上杉先生は、ここのいなり寿司が好物だ、とこのとき聞いた。
上杉先生との食事は楽しかった。
いろいろな話があったが、さきほどまで真空管アンプを作られていたわけだから、
真空管、真空管アンプに関する話題が当然出てくる。
このときすでに349Aのプッシュプルアンプを作ろうと考えていたので、
たしかNさんが上杉先生にこのことを話されたので、こういう回路のアンプを作ろうと説明した。
上杉先生から返ってきたのは、「出力トランスからNFBはかけないんですか」だった。
出力管に五極管の349Aを、五極管接続で使用するのだから、上杉先生がそういわれるのはもっともである。
上杉先生の経験からも、どんな球であろうと、五極管、ビーム管をオーバーオールのNFBなしで使用したら、
低音がボンついてまともな音はしない、ということだった。
ステレオサウンドの製作記事のオルソンアンプもオーバーオールのNFBはかかっていない。

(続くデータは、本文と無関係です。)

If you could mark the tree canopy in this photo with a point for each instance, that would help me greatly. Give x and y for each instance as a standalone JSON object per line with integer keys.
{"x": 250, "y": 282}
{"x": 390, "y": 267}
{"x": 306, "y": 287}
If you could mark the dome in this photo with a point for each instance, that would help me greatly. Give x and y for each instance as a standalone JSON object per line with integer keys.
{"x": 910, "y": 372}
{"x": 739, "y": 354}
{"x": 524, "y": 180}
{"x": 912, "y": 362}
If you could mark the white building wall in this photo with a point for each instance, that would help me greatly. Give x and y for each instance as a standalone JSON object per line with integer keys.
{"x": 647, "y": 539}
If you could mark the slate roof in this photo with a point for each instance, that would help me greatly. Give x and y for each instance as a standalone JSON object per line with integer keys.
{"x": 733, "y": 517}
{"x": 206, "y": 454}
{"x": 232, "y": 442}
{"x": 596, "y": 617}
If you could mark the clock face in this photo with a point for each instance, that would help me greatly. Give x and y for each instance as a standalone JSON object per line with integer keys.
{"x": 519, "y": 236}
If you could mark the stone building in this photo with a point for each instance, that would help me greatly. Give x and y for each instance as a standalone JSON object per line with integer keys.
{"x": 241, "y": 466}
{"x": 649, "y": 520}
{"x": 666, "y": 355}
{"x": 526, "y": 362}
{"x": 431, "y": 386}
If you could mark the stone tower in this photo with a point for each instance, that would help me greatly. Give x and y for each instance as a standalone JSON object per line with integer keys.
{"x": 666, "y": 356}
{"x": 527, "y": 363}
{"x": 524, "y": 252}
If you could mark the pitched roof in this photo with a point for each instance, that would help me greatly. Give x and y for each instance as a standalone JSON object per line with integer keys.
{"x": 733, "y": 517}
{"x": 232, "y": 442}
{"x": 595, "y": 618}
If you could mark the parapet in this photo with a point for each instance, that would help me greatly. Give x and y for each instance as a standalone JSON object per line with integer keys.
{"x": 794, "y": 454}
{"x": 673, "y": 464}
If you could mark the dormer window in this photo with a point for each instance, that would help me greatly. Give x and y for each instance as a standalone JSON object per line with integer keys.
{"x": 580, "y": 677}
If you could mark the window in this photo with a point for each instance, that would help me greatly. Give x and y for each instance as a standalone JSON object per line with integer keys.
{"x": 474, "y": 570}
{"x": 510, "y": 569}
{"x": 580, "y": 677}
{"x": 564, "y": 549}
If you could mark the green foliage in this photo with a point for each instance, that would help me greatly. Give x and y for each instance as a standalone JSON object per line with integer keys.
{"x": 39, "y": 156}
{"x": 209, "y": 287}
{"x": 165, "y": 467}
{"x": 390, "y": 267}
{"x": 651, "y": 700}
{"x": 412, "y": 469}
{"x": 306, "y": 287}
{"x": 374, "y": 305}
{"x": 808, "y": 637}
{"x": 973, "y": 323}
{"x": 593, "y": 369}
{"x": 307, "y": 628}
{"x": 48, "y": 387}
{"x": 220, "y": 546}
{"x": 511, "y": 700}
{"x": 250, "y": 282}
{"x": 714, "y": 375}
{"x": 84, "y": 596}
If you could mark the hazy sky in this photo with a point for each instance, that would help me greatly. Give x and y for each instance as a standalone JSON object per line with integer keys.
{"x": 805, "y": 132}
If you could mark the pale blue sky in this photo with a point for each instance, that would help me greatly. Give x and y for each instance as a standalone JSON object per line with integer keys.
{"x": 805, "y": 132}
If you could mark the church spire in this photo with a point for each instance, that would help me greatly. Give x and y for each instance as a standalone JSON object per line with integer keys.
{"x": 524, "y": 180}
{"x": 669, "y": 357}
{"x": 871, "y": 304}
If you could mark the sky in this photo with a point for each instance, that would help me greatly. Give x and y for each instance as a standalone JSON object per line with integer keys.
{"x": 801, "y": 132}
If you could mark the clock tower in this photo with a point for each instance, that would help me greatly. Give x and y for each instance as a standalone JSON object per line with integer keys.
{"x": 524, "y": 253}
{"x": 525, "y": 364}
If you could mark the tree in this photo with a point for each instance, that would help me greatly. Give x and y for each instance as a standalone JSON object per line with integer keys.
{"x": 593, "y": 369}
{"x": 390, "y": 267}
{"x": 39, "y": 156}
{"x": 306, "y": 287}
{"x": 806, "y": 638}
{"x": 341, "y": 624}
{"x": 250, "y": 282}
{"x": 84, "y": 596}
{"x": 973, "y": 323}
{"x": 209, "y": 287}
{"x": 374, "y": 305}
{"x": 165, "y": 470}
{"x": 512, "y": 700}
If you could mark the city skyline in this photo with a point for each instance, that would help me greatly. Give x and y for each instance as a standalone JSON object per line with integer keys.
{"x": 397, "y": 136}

無帰還アンプである。出力管はEL34。五極管ではあるが、
オリジナルのオルソンアンプでは6F6を三極管接続している。上杉先生はEL34を三極管接続で使われている。
五極管、ビーム管を無帰還で使うのならば三極管接続するのが、いわば常識的にいわれていた。
上杉先生は、だから「三結にもされないんですか」ときかれた。「五極管接続です」とこたえた。
さらに伊藤先生の349Aのプッシュプルアンプでは、低音がボンつくことはなかったことを説明したものの、
上杉先生を納得させるだけの説明を、このときの私には無理だった。
私自身、なぜ伊藤先生の349Aプッシュプルアンプではそういったことがおこらないのか、
その理由がまったくわからなかったのだから、しょうがない。
349Aがウェスターン・エレクトリックの球だから、ということは理由にもならない。
コンデンサーや抵抗といった部品にいいものを使ったからも、この理由にはならない。
伊藤先生が作られたから、も、もちろん、その理由にはならない。